In order to avoid his marriage Kundan comes over to Bombay with the help of his friend Ghunchoo. Kundan and Ghunchoo while in Bombay soon meet Professor Dho, who after putting them a number of interesting questions agrees to give them jobs. Professor Dho was a very famous sculptor, these days he was engaged in making a statue of a queen of beauty, in fact a model damsel, whom he would name Nazneen. Its exhibition was shortly to be inaugurated for prominent citizens and public. Kundan who was entrusted with the job of looking after this statue found himself in a new world, as in the twinkling of an eye the statue changed into a queen of beauty, a lovely woman in real and blood. He was overjoyed, for he thought that his dreams had changed in reality. At the time of the exhibition Professor Dho and the public thought that they were befooled when they found the statue missing.
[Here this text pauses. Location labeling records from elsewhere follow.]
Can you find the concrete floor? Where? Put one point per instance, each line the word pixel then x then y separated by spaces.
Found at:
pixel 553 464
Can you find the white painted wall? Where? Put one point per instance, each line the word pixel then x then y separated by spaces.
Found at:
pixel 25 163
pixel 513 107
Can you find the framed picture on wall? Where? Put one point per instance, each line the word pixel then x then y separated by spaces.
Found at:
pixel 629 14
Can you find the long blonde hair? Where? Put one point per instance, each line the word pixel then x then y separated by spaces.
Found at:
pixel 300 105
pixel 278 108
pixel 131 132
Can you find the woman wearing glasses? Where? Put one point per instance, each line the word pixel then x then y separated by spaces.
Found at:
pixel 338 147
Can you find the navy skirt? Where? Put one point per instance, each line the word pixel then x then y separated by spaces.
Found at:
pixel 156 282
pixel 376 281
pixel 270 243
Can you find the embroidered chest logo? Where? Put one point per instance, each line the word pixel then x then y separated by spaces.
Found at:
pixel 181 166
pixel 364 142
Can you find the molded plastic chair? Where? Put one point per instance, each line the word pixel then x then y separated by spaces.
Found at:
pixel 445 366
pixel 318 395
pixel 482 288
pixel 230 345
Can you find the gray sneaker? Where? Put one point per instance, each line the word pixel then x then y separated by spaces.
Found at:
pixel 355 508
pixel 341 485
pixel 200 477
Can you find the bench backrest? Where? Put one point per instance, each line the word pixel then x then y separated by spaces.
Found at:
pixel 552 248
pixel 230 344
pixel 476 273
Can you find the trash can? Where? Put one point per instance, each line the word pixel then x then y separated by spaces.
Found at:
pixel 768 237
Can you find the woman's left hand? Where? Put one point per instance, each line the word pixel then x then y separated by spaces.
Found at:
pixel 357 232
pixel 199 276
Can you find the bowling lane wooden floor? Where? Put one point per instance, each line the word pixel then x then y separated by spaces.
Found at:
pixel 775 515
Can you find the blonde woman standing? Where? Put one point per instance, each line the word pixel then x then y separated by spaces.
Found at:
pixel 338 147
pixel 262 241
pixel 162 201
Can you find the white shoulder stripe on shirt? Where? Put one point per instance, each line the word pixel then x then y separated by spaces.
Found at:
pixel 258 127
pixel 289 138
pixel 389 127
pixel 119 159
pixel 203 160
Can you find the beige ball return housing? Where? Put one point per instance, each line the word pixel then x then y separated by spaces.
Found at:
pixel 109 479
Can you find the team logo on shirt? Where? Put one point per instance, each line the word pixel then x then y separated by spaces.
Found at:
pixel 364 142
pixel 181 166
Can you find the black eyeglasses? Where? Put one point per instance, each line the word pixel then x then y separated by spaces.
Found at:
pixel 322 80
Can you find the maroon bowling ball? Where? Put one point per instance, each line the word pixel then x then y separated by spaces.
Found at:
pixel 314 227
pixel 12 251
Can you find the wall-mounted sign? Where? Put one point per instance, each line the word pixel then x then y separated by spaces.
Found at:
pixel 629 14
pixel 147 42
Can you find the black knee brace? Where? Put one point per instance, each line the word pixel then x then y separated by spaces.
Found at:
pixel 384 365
On enquiry from Kundan he related a story, which Professor Dho and Ghunchoo thought to be a riddle. Miss Chocolate tried to persuade him to flash out the truth. Nobody would believe him what he described about "Nazneen". He was considered to be a lunatic and forced to be admitted in the lunatic asylum.
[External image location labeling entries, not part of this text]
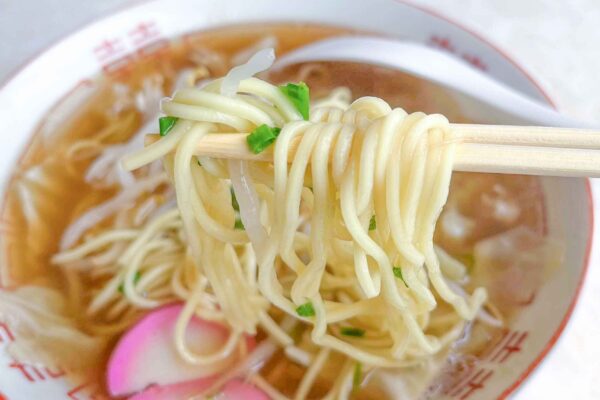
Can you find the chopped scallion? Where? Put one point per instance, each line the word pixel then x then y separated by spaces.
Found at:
pixel 372 224
pixel 165 124
pixel 354 332
pixel 398 274
pixel 261 138
pixel 306 310
pixel 299 94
His love for Nazneen did not end even in the asylum and soon he found himself in the court to say something of the charges levelled against him. He escaped the court room and came to the house to meet his Nazneen. To his utter disappointment he found the statue in its original place. There was no living beauty but a statue with tears in its eyes.
His heart was broken.

== Cast ==
The main cast of the film included:
- Madhubala
- Nasir Khan
- Jayant
- Agha
- Chanchal
- Om Prakash as Professor Dho
- Ram Avtar
- Cuckoo
- Pratima Devi
- Imtiaz Khan
- Amjad Khan

== Reception ==
The film was a commercial hit, grossing ₹65 lakh against a budget of ₹15 lakh; thus becoming the twelfth highest earning film of 1951.

Nazneen was one of the most popular pictures Madhubala made in her early career. The film was much appreciated by her fans. One of them died in East Pakistan swooning, "Nazneen is with me."